Comincerò con una “definizione di sfruttamento
capitalistico”: C’è sfruttamento capitalistico del lavoro nella
produzione quando il contributo produttivo dei lavoratori è maggiore del loro
salario. La definizione non specifica alcunché riguardo alla distribuzione
dei diritti di proprietà. Così è possibile applicarla al capitalismo in
generale. In Screpanti (2001a, 2001b) mostro che, per caratterizzare un modo di
produzione come capitalistico, è sufficiente postulare che il reddito da lavoro
si configura come salario e che il capitale si valorizza tramite la produzione e
l’investimento di un plusvalore. Il capitalista estrae dai lavoratori un
contributo produttivo.

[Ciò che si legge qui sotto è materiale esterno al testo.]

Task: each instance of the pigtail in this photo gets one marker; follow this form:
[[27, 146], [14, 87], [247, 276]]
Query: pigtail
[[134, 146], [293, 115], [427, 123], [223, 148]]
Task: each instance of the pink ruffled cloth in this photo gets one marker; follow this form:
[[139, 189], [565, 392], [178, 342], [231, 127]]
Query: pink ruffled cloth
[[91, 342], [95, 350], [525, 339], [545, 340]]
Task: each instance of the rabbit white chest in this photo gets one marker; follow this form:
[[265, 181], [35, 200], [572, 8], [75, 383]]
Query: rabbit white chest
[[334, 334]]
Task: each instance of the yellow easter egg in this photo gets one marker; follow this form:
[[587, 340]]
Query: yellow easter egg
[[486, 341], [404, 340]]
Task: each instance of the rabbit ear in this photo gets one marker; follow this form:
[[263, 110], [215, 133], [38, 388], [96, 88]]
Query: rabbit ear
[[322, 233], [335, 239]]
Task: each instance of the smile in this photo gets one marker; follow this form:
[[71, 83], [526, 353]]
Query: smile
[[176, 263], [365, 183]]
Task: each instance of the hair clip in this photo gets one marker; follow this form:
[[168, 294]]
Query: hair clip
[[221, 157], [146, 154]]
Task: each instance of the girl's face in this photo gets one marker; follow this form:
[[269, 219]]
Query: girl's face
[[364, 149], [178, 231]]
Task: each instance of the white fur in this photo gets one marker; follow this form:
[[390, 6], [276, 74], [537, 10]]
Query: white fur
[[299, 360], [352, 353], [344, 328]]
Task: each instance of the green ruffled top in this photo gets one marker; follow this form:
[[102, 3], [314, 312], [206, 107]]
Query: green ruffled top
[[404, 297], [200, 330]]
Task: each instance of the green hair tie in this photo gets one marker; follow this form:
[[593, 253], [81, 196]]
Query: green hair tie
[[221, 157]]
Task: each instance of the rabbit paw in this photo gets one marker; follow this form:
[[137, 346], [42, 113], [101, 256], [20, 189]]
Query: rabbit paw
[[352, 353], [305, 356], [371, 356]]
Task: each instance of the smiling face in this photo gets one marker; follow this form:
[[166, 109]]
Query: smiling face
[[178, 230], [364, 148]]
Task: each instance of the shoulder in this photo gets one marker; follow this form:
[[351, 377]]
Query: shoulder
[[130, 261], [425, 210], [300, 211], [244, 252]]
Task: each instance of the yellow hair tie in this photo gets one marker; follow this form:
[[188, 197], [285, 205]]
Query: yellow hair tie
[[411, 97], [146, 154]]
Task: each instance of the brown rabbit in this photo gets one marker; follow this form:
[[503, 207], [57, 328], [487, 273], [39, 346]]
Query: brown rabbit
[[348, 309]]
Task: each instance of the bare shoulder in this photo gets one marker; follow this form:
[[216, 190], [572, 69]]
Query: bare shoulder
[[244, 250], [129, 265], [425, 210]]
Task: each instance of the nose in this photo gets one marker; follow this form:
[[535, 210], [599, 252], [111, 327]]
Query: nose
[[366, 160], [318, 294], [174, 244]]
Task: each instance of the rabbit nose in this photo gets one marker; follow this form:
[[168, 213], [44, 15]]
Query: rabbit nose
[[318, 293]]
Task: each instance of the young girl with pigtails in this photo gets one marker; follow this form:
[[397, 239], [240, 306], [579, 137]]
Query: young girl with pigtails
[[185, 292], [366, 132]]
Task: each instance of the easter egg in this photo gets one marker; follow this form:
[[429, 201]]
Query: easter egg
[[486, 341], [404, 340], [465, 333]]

Se tale contributo lo mette in grado di guadagnare dei
profitti, e quindi di valorizzare il capitale, dico che c’è sfruttamento
capitalistico. La definizione implica che un qualche soggetto diverso dai
lavoratori ha il controllo del loro contributo produttivo e che tale soggetto
sia un capitalista, cioè che operi per la valorizzazione e l’accumulazione
del capitale.
Sorge immediatamente il problema di stabilire in cosa
consiste il contributo produttivo del lavoro. Sulla base dell’argomentazione
controfattuale presentata nel paragrafo precedente, ritengo che si possa
postulare il seguente “assioma della produttività”: Il contributo
produttivo del lavoro coincide con la produttività media del lavoro.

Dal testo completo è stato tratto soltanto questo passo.